Yesterday forty-eight states – all save Virginia and Maine — filed an amicus brief in next Term’s case Snyder v. Phelps, in support of a father suing an anti-gay minister for protesting at his son’s funeral (for coverage of the amicus brief, see yesterday’s round-up).  The Virginia Politics blog at the Washington Post notes that Virginia Attorney General Ken Cuccinelli declined to join the brief out of concern that a verdict in favor of the family would undermine the First Amendment.  Another post on the same blog reports that Cuccinelli’s decision has drawn criticism from a variety of sources.

Coverage of the Kagan nomination continues.  At PrawfsBlawg, Eduaro Penalver compares the Kagan and Sonia Sotomayor nominations, concluding that Kagan’s has been “far less controversial,” given the uproar over Sotomayor’s “wise Latina” remark.  Similarly, Sheryl Gay Stolberg at the New York Times deems the Kagan confirmation thus far a “Knock Down, Drag Out – Yawn”; if a controversy does arise, she anticipates that it will happen when the Clinton Library releases documents from Kagan’s time at the White House (expected this week).
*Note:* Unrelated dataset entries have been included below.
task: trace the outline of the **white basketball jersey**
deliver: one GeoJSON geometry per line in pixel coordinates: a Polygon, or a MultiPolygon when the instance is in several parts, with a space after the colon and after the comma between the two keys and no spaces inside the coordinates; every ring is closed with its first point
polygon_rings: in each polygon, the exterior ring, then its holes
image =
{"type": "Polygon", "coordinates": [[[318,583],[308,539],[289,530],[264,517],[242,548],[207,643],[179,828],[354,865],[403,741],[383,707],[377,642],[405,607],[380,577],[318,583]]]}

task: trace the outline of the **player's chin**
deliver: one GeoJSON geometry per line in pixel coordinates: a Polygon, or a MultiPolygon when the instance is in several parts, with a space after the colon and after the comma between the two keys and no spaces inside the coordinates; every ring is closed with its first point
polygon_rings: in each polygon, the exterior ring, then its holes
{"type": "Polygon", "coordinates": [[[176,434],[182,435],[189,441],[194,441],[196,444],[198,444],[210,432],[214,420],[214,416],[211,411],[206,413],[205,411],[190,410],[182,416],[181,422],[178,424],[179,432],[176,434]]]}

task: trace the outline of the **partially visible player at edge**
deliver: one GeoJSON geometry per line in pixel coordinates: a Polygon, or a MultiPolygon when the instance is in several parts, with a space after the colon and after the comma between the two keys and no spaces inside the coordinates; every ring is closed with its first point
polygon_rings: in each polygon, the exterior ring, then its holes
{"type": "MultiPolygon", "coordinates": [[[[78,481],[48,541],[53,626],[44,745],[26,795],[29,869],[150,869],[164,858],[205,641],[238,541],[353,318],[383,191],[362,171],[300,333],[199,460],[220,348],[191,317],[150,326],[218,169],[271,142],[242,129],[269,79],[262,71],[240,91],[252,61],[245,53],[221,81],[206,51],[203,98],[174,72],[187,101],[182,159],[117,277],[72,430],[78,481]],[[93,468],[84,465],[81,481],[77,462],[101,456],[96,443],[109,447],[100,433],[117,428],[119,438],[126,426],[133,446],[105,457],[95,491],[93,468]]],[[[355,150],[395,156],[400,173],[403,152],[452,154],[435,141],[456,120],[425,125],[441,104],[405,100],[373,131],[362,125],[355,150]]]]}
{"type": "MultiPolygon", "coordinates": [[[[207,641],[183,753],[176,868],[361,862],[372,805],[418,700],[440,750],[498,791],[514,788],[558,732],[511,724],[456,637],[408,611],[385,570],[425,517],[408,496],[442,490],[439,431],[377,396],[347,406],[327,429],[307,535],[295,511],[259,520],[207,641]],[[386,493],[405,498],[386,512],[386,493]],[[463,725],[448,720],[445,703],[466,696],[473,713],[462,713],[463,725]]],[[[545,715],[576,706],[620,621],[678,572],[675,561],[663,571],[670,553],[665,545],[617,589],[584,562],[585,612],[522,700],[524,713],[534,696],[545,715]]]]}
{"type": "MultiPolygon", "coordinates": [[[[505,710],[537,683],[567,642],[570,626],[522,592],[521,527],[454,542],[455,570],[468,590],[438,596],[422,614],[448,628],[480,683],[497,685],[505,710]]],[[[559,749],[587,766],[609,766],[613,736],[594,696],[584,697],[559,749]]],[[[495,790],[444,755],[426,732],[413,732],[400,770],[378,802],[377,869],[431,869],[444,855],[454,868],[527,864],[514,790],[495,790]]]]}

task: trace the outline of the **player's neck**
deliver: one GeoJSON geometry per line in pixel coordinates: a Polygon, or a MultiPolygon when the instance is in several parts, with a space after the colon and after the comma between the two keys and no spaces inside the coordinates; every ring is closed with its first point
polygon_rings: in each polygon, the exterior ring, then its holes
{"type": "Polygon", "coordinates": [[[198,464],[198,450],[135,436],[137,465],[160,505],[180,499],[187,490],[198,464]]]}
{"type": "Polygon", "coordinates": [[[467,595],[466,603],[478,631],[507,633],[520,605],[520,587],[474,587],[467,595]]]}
  • At ACSblog, Anthony Renzo discusses the reasoning behind the majority opinion and dissent in the juvenile life-without-parole case Graham v. Florida.  He concludes that “[p]reserving some glimmer of hope for minors who could spend the rest of their lives in prison seems a small price to pay for not deferring to the opinions of 18th Century slave owners on what punishments transgress Eighth Amendment standards of humane treatment.”
  • ALM announces the launch of a new daily e-newsletter, the “Supreme Court Insider,” which will carry writing by National Law Journal legal reporters like Tony Mauro.  Register for free access here.
  • A recent FindLaw poll finds that the two-thirds of Americans cannot name even one Supreme Court Justice.  Insofar as the Justices can be named at all, Clarence Thomas is known most often (19%).  The results are reproduced at the Volokh Conspiracy.